153702.fb2
Следующие два месяца Витька опять колесил по центральной России. Но теперь в мальчишке прочно жил страх. Страх надломил его, вытеснил все прочие мысли и чувства — не до конца, но ощутимо. Витька боялся самого себя. То, что казалось ему привычным и естественным — лицо, тело — оказывается, могло вызывать в людях другие чувства. Жуткие и необъяснимые. Ему вспомнилось предостережение Федьки, и он всё чаще шарахался от людей, не стараясь разбираться в их намерениях. И всё чаще голодал… А голод заставлял его не то чтобы забывать правила Федьки, но сознательно пренебрегать ими.
И кроме того, происходит чаще всего именно то, чего мы боимся. Этого правила Витька вообще не знал. Как и не знал того, что от подозрительности устаёшь, теряешь бдительность — и…
Витька добрался в Петербург — надменный северный город, задуманный Петром Великим, как «парадиз», рай, новая столица великой Империи. В нынешней реальности это было гнездо бандитов, чинуш и торговцев всем на свете (в основном — Родиной), в котором все памятника славного прошлого смотрелись как-то идиотски — даже не странно, а именно идиотски. Сияющий шпиль Адмиралтейства в стране без флота, вот чем был Санкт-Петербург начала ХХI века.

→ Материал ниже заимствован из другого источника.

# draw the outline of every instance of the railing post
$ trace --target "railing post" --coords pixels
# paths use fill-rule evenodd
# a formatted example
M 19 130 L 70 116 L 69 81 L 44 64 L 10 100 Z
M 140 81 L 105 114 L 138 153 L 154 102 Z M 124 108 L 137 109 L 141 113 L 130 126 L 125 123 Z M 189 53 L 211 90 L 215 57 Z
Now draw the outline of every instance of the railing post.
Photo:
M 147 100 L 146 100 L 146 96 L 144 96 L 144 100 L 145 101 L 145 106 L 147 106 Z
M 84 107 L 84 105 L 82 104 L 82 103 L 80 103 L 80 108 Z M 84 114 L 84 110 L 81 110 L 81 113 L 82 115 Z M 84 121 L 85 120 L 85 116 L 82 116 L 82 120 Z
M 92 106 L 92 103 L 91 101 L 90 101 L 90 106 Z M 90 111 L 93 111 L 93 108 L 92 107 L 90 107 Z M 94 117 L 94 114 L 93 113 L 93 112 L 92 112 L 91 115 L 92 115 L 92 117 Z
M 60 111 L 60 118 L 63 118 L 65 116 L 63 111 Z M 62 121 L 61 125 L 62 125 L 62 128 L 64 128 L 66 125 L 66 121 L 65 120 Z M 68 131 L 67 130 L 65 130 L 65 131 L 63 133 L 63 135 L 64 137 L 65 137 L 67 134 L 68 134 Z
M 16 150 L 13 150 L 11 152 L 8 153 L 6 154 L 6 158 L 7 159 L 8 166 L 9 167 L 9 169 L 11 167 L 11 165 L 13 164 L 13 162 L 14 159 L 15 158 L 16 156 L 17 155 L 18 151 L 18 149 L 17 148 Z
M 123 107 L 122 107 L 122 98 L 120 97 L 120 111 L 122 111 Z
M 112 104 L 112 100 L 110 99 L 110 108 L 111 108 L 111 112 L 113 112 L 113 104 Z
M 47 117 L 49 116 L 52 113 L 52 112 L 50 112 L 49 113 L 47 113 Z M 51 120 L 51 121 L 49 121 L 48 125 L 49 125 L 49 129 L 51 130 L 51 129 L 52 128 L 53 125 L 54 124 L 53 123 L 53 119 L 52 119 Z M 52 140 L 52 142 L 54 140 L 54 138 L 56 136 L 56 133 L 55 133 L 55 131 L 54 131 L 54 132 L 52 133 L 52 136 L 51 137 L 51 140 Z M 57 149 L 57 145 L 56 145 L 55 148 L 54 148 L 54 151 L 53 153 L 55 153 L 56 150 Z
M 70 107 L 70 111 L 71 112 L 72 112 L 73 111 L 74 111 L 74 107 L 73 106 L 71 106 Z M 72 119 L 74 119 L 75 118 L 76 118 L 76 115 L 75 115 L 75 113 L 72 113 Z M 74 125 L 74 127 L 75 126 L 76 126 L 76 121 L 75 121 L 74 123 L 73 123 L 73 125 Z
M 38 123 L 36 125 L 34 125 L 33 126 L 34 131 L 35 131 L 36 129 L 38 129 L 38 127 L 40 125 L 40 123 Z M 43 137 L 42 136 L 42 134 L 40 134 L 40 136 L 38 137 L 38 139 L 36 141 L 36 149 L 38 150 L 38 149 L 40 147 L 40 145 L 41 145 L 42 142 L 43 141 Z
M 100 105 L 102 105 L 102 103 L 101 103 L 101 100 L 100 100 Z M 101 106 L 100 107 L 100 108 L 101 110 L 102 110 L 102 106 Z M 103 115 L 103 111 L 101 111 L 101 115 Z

Впрочем, Витька об этом не думал совершенно.
Сперва ему показалось, что повезло. На вокзале уже на второй день он познакомился с Максом — парнишкой одного возраста с собой, фамилии которого Витька так никогда и не узнал. Макс был из офицерской семьи. Его отца выкинули со службы несколько лет назад, во время Второй чеченской — за то, что он передавал трофейное оружие и боеприпасы отрядам терских казаков. Как чаще всего бывает с военными в таких случаях, отец Макса спился мгновенно и в совершенно невменяемом виде попал под трамвай. Мать поехала куда-то в Москву — «искать правду». Больше Макс её не видел и, чтобы как-то прожить, нанялся в загородный клуб «Аквариум». Было это две недели назад, но вот напарник Макса смылся — и мальчишку администрация послала искать замену, руководствуясь нормальной логикой: пацан с пацаном скорей договорятся.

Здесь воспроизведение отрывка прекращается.